Publié le 16 août 2023
ÉCONOMIE
Les assureurs, victimes ou "pompiers pyromanes" du changement climatique, encaissent les pertes des catastrophes naturelles
Le premier semestre 2023 s'avère dévastateur en termes d’événements climatiques extrêmes. Selon Swiss Re, le coût des catastrophes naturelles a atteint 120 milliards de dollars dans le monde, dont 50 milliards de coûts assurés. Pour le réassureur, des efforts d’adaptation au changement climatique doivent être faits. Mais l’ONG Reclaim finance pointe un double discours du secteur, qui continue de financer des projets d’énergies fossiles.

@Andres Solaro / AFP
Orages violents aux États-Unis, inondations dans la région italienne d’Émilie-Romagne ou encore en Nouvelle-Zélande… les événements climatiques d’ampleur se sont encore multipliés au premier semestre 2023, principalement en raison du changement climatique. En tout, les pertes économiques totales liées à ces catastrophes naturelles s’élèvent à 120 milliards de dollars dans le monde, un chiffre légèrement inférieur à celui du premier semestre 2022 (153 milliards de dollars), mais supérieur de 46% par rapport à la moyenne des dix dernières années.
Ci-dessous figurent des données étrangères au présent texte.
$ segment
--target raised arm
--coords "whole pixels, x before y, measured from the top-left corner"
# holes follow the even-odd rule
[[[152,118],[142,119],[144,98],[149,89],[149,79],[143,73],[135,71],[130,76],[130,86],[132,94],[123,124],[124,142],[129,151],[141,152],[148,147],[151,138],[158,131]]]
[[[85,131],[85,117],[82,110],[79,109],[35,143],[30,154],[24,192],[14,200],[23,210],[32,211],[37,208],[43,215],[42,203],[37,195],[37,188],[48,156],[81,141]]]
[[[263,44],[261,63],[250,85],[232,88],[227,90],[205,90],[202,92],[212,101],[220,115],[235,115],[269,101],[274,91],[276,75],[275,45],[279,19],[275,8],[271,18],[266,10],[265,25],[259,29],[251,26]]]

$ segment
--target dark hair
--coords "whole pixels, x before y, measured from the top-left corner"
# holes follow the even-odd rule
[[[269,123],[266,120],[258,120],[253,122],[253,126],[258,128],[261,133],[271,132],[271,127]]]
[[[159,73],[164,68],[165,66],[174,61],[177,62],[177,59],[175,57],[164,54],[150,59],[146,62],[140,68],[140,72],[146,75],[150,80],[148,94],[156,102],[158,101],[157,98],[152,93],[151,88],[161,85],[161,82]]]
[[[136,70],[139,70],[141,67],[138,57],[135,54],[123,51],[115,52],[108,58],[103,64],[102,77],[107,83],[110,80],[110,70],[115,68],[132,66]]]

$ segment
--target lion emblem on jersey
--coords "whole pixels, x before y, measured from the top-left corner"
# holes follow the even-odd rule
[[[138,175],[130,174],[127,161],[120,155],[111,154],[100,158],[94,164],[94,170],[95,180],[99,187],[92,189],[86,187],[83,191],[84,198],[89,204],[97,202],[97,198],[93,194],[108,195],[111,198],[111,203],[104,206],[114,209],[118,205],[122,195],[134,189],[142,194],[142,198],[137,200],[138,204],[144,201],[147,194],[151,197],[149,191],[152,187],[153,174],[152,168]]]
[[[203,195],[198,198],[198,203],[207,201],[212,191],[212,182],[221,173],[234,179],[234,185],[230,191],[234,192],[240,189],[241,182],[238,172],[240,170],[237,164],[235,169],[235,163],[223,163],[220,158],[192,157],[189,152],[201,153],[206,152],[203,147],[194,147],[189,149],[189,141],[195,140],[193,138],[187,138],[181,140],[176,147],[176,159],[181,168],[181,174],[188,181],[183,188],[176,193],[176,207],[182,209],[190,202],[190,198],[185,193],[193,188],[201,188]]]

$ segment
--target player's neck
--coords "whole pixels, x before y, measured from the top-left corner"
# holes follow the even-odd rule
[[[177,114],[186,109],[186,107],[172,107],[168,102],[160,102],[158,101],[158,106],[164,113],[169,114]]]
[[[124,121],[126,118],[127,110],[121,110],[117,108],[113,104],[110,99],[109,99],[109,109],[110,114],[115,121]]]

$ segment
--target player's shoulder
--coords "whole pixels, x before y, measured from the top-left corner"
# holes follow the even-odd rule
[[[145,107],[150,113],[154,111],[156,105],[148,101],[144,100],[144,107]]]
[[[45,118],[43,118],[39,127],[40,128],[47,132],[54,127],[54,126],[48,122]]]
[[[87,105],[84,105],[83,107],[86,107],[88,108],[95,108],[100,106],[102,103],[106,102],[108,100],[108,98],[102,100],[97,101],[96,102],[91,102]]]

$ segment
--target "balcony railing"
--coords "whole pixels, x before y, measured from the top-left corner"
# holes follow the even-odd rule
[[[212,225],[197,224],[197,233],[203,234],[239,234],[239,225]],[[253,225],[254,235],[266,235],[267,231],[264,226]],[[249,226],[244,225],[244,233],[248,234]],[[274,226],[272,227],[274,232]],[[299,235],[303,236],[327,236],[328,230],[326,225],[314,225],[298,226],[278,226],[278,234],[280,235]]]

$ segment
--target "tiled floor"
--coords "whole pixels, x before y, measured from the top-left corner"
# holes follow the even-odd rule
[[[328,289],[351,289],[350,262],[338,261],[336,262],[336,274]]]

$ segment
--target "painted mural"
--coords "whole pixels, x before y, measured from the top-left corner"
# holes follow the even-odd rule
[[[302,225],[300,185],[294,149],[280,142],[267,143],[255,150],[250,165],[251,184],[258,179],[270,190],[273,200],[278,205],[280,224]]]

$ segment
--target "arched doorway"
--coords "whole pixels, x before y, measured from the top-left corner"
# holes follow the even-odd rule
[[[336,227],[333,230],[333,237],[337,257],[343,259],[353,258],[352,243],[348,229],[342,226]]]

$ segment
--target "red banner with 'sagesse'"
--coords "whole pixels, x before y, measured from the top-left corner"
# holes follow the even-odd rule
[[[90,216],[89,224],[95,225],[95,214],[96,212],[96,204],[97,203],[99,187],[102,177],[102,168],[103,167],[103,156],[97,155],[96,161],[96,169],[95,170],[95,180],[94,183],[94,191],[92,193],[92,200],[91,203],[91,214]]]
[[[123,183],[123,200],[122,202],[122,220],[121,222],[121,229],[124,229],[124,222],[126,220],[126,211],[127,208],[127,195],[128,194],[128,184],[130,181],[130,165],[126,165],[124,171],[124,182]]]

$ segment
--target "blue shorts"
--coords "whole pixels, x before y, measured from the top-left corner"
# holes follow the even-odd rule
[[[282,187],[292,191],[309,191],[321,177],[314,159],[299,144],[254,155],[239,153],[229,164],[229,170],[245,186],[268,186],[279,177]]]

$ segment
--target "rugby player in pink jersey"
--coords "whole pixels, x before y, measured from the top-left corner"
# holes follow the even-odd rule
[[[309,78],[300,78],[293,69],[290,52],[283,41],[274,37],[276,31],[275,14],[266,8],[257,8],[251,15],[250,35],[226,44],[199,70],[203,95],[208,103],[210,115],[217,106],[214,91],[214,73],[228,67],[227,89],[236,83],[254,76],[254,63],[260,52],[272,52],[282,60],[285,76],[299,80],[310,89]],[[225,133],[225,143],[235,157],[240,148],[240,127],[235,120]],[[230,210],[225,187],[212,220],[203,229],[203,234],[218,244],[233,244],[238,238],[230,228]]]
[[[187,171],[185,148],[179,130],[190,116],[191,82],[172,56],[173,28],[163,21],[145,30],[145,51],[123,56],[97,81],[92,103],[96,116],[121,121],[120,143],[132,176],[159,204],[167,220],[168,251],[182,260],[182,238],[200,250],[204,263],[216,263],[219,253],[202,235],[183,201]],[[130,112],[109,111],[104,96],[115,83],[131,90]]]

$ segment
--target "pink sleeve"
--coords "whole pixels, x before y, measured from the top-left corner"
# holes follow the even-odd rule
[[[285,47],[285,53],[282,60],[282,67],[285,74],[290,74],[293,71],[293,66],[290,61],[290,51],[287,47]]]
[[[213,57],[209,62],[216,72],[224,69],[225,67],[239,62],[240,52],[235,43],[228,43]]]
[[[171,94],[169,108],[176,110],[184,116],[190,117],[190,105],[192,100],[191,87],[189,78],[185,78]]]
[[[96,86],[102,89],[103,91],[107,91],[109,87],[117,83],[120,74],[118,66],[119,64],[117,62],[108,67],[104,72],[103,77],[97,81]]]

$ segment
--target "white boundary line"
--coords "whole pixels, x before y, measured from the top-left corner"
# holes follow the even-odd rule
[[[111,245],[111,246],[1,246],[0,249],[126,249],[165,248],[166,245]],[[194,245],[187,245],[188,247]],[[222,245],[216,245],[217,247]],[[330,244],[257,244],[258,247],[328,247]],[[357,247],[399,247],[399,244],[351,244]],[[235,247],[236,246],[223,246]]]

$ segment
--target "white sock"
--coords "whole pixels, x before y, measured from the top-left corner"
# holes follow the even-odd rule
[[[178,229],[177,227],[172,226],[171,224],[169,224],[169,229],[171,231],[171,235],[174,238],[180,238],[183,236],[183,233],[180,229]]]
Sur cette somme, 50 milliards de dollars étaient assurées, en progression de 54% par rapport à la moyenne sur dix ans, soit une tendance d’augmentation annuelle comprise entre 5 et 7% selon l’institut Swiss Re. Un chiffre qui commence à donner des sueurs froides aux entreprises d’assurance, chargées de verser les indemnisations, et de réassurance, dont le métier est d’assurer les assureurs. Rien qu’aux États-Unis, les violents orages qui ont notamment touché le Texas, ont engendré quelque 34 milliards de dollars de pertes assurées, soit près des deux tiers des pertes mondiales.
Investir dans l’adaptation
La raison tient notamment au développement urbain dans des zones à risques, telles que les côtes ou les bords des fleuves, ou encore à l’artificialisation des sols qui amplifient des phénomènes comme les inondations en cas de fortes pluies. L’augmentation de ces pertes menace directement les résultats du secteur de l’assurance. Certaines compagnies ont ainsi décidé de ne plus assurer les habitations dans certains États américains, en raison du trop grand risque d’incendie, quand d’autres choisissent d’augmenter les tarifs. "Des mesures de protection doivent être prises pour que les polices d’assurance restent adaptées à ces zones risquées, déclare de son côté Jérôme Jean Haegeli, économiste en chef du groupe Swiss Re, dans un communiqué. Il est grand temps d’investir dans une plus grande adaptation au changement climatique."
Mais pour l’ONG Reclaim Finance, le discours des assureurs passe mal, ceux-ci étant qualifiés de "pompiers pyromanes". "Au lieu d’augmenter le prix de leurs couvertures dans les zones à risques, comme, Axa, les assureurs feraient mieux d’arrêter de soutenir les entreprises développant de nouveaux projets d’énergies fossiles qui alimentent le risque de catastrophes naturelles", tranche Ariel Le Bourdonnec, chargé de campagne assurance chez Reclaim finance.
Des trous dans la raquette des engagements des assureurs
L’adaptation des infrastructures au nouveau paradigme climatique ne peut en effet être efficace qu’à condition que des mesures d’atténuation du changement climatique soient mises en place au préalable. Les entreprises du secteur de l’assurance ont été parmi les premières à prendre des engagements pour réduire la place des énergies fossiles dans leurs portefeuilles d’investissement, d’abord en excluant le charbon. Elles ont également commencé à étendre leurs exclusions sur leur activité principale de souscription d’assurance. Une dizaine de sociétés, comme Allianz, Aviva, Generali, Munich Re, etc., se sont ainsi engagées à ne plus assurer les nouveaux champs pétroliers et gaziers. En France, Scor et Axa ont également cette année annoncé leur intention de ne plus assurer ces nouveaux projets, sauf si l’opérateur présente une stratégie de transition cohérente. Une condition qui ne convainc pas Reclaim finance, selon qui tout nouveau projet d’expansion devrait être banni.
Les assureurs font l’objet de pressions intenses de la part des industriels des énergies fossiles pour qu’ils ne prennent pas de tels engagements. L’alliance mondiale des assureurs pour la neutralité carbone (Net zero insurance alliance, NZIA) a ainsi vu une grande partie de ses membres quitter le navire ces derniers mois, par crainte d’être attaqués pour entente sur la base des lois sur la concurrence. Une crainte infondée pour plusieurs observateurs, mais dont les effets se révèlent bien concrets.